Bionic Pancreas and Beyond

Edward Damiano, PhD, Professor of Biomedical Engineering, Boston University shared his 2013-2015 research results surrounding the acclaimed bionic pancreas at the 24^th American Association of Clinical Endocrinologists Nashville, TN.

The bionic pancreas system, still under development, consists of “a Dexcom continuous monitor (CGM), 2 Tandem t:slim infusion pumps that pump insulin and recombinant glucagon through the skin, and mathematical algorithms that receive updated CGM readings.”

The system was noted to make autonomous decisions about insulin and glucagon dosing every 5 minutes.

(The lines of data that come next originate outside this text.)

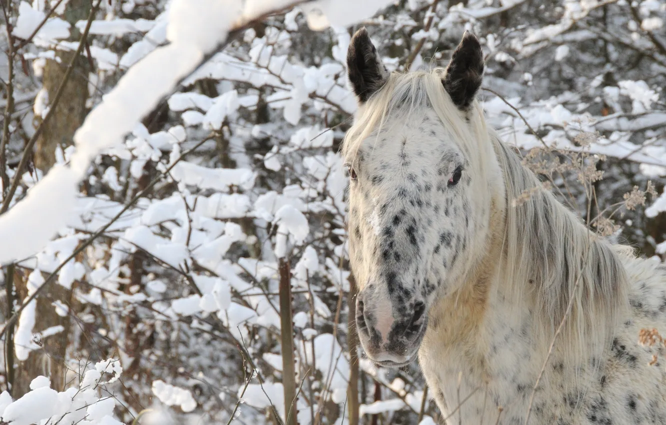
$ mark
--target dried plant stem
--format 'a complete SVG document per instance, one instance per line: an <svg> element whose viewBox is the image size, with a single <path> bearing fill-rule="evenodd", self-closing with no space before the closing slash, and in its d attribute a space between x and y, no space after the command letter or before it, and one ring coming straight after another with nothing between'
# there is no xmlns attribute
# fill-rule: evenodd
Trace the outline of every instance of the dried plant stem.
<svg viewBox="0 0 666 425"><path fill-rule="evenodd" d="M349 425L358 425L360 405L358 400L358 334L356 333L356 295L358 288L354 276L349 276L347 295L349 314L347 318L347 344L349 346L349 387L347 403L349 406ZM420 420L419 420L420 422Z"/></svg>
<svg viewBox="0 0 666 425"><path fill-rule="evenodd" d="M296 370L294 366L294 324L292 322L291 270L289 261L280 259L280 324L282 352L282 388L284 411L296 404ZM294 409L295 410L295 409ZM296 425L296 414L286 418L285 425Z"/></svg>

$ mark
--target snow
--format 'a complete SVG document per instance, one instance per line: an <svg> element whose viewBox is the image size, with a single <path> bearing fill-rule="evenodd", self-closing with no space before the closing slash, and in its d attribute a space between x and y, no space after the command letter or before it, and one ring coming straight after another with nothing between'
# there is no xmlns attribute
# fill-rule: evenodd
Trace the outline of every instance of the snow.
<svg viewBox="0 0 666 425"><path fill-rule="evenodd" d="M238 396L242 388L238 390ZM282 384L279 382L264 382L250 384L241 398L243 402L258 409L263 409L274 406L282 420L284 420L284 392Z"/></svg>
<svg viewBox="0 0 666 425"><path fill-rule="evenodd" d="M31 390L36 390L42 387L51 387L51 380L46 376L37 376L30 382Z"/></svg>
<svg viewBox="0 0 666 425"><path fill-rule="evenodd" d="M171 302L173 310L182 316L191 316L201 311L201 296L197 294L174 300Z"/></svg>
<svg viewBox="0 0 666 425"><path fill-rule="evenodd" d="M565 44L557 46L557 48L555 49L555 60L557 62L561 62L568 55L569 46Z"/></svg>
<svg viewBox="0 0 666 425"><path fill-rule="evenodd" d="M192 412L196 408L196 402L188 390L185 390L161 380L153 381L153 394L167 406L179 406L183 412Z"/></svg>
<svg viewBox="0 0 666 425"><path fill-rule="evenodd" d="M185 185L228 192L230 187L243 189L254 185L254 173L248 169L208 169L192 163L180 162L171 170L171 175Z"/></svg>
<svg viewBox="0 0 666 425"><path fill-rule="evenodd" d="M666 188L663 192L649 207L645 209L645 215L649 217L656 217L659 212L666 211Z"/></svg>
<svg viewBox="0 0 666 425"><path fill-rule="evenodd" d="M32 425L55 415L60 407L58 392L43 386L30 391L9 404L2 419L11 425Z"/></svg>
<svg viewBox="0 0 666 425"><path fill-rule="evenodd" d="M33 270L28 276L28 294L31 295L43 284L44 277L39 269ZM33 328L36 323L35 313L37 310L37 300L33 300L25 306L21 316L19 316L19 323L14 332L14 351L17 359L25 361L28 359L30 352L39 348L39 346L33 341Z"/></svg>
<svg viewBox="0 0 666 425"><path fill-rule="evenodd" d="M87 21L79 21L74 26L82 31ZM89 33L97 35L120 36L126 33L145 33L155 26L155 21L148 19L123 19L116 18L111 21L93 21Z"/></svg>
<svg viewBox="0 0 666 425"><path fill-rule="evenodd" d="M0 216L0 240L21 240L0 244L0 263L34 254L63 226L71 214L79 177L56 165L24 199Z"/></svg>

Damiano’s technology, a “closed loop” dual-hormone system, recently tested in actual clinical trials, mirrors the normal function of the pancreas in that it automatically regulates glycemia in patients afflicted with type 1 diabetes by administering insulin to lower blood glucose and glucagon to raise blood glucose.

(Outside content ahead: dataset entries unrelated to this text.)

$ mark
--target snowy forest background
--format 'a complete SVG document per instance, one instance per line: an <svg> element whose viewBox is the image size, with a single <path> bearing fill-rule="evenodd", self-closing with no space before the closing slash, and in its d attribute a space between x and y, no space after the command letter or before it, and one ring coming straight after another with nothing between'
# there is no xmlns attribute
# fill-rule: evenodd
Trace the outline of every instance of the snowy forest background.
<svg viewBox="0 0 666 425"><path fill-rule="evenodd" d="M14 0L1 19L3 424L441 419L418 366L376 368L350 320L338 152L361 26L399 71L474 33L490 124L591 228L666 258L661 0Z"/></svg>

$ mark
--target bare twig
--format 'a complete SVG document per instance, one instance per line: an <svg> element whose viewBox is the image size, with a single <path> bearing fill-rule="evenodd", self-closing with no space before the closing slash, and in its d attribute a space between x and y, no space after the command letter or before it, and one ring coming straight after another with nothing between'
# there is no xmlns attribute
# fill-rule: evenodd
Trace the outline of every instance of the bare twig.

In the first three outpatient studies of adults, adolescents, and pre-adolescents with type1 diabetes, patients underwent therapy with the bionic pancreas for 5 days and therapy with their own insulin pump for 5 days.

The fourth outpatient study was a home-use study in which subjects received therapy with the bionic pancreas for 11 days and therapy with their own insulin pump for 11 days both at home and in the workplace.

Damiano noted there were no restrictions placed on their activity level, exercise, or diets, and the system was initialized only with the patient’s weight. Additionally, no information about the patient’s usual insulin regimen was provided to the algorithm.

The results found that compared with patients’ individual insulin-pump therapy, the bionic pancreas simultaneously reduced the average CGM glucose levels and hypoglycemia within all four studies — 133, 142, 137, and 141 mg/dl, respectively, and the percentage of CGM glucose valued below 60 mg/dl was 1.5, 1.3, 1.2, and 0.6%, respectively.

Based on these results, Damiano explained that the bionic pancreas would deliver mean HbA1c levels of approximately 6.5% in children and adults with type1 diabetes while significantly and simultaneously reducing hypoglycemia relative to the current standard of care.

“The point is the device is using the same amount of insulin, but we’re distributing It in a much more optimal way,” said Damiano.

Their team plans to begin the final clinical trial in 2016 using the more portable, fully integrated unit, with the goal of bringing the device to market by late 2017.